Whether it’s a WiFi network, an AV setup, or a full smart home integration, the same principles apply:
- structure before complexity
- compatibility before features
- long-term performance over short-term fixes
This means:
- systems that work together properly
- designs that scale over time
- installations that are reliable and easy to manage
Just like this site, the goal is not complexity. It is clarity, structure, and performance.
Glossary
Docusaurus
A static site framework designed for documentation. It turns markdown content into a fast, structured website. Learn more at https://docusaurus.io/.
Static site
A site that’s generated ahead of time (build step) and served as files (HTML/CSS/JS), rather than being assembled dynamically on every request. This is a major reason documentation-style sites can be extremely fast and stable.
Internal linking
Links between pages on the same site. Done well, internal linking helps users navigate and helps search engines (and AI systems) understand relationships between topics.
Canonical URL
A signal that tells search engines which URL should be treated as the “main” version of a page when multiple variations exist (for example, with/without trailing slashes).
Trailing slash
A URL formatting detail (e.g., /topic/ vs /topic). If not managed consistently, it can create duplicate URLs and redirects that harm performance and SEO clarity.
Robots.txt
A file that helps guide crawler behaviour (what to crawl, what not to crawl). It’s not a security control, but it can prevent wasted crawl budget and accidental indexing of irrelevant areas.

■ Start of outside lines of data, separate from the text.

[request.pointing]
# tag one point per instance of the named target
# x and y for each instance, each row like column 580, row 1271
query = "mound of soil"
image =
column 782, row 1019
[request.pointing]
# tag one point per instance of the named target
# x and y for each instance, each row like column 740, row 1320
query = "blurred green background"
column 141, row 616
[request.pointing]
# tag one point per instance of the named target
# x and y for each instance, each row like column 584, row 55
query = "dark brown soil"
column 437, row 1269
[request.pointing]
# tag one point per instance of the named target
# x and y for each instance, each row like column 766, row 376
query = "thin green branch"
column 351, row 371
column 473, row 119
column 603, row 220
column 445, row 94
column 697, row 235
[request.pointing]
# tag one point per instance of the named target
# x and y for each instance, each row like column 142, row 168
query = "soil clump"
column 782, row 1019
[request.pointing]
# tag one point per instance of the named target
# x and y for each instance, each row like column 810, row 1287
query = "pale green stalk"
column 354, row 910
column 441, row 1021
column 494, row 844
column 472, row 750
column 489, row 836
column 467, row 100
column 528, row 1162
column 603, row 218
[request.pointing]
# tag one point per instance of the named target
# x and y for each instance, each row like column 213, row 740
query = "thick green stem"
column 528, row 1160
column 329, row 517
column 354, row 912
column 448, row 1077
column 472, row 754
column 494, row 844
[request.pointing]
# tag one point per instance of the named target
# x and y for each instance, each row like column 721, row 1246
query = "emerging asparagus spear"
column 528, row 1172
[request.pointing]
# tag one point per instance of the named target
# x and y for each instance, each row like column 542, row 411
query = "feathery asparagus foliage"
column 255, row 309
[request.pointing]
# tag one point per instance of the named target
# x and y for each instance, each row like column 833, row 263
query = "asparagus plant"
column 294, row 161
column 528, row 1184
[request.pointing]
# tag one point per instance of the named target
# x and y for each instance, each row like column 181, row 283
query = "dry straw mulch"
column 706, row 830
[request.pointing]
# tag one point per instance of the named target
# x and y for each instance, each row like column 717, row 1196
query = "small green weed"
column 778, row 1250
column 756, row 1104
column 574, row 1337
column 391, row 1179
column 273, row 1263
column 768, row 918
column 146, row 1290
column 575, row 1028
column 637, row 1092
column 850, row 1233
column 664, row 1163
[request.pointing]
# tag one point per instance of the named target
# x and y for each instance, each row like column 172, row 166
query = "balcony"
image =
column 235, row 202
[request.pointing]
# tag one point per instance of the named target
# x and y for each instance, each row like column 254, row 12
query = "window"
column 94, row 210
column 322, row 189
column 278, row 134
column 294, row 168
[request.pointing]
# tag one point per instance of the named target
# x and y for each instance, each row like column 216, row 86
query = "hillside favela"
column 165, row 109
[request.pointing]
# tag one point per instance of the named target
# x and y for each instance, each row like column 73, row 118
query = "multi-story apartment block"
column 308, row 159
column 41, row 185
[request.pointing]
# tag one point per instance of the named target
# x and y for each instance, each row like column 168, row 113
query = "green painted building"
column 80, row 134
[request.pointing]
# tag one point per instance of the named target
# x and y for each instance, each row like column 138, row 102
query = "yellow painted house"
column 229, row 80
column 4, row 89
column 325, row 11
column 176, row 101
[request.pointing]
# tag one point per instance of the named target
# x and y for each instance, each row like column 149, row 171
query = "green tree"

Frequently asked questions
Why not WordPress?
For a content-heavy site where structure, versioning, and predictable performance matter, a static documentation framework can be easier to maintain than a plugin-heavy CMS. The goal was control and clarity, not convenience at the cost of complexity.
Does a knowledgebase actually help clients?
Yes—if it’s structured. A knowledgebase reduces uncertainty by explaining concepts clearly, showing how systems fit together, and helping clients self-educate before a conversation. It also compounds SEO value over time through internal linking.
How do you balance SEO with performance?
By treating performance as a core requirement (not an optimisation pass). Static output, clean routing, consistent canonicals, and disciplined redirects reduce technical debt and protect long-term search visibility.
How do you structure content for AI search?
Write to be retrieved: clear headings, direct answers, consistent terminology, and internal links that reinforce relationships. The goal is to make the content easy to interpret—whether by a search engine or an AI system.
Final thoughts
This platform is designed to evolve.
As new content is added, the system becomes stronger. Each article, case study, and service page contributes to a wider structure that continues to grow over time.
The tools will evolve, and the way search works will continue to change—but the underlying principles remain the same:
Clear structure. Intentional design. Long-term thinking.
We didn’t set out to build a website.
We built a system—one that is designed to perform, scale, and be understood.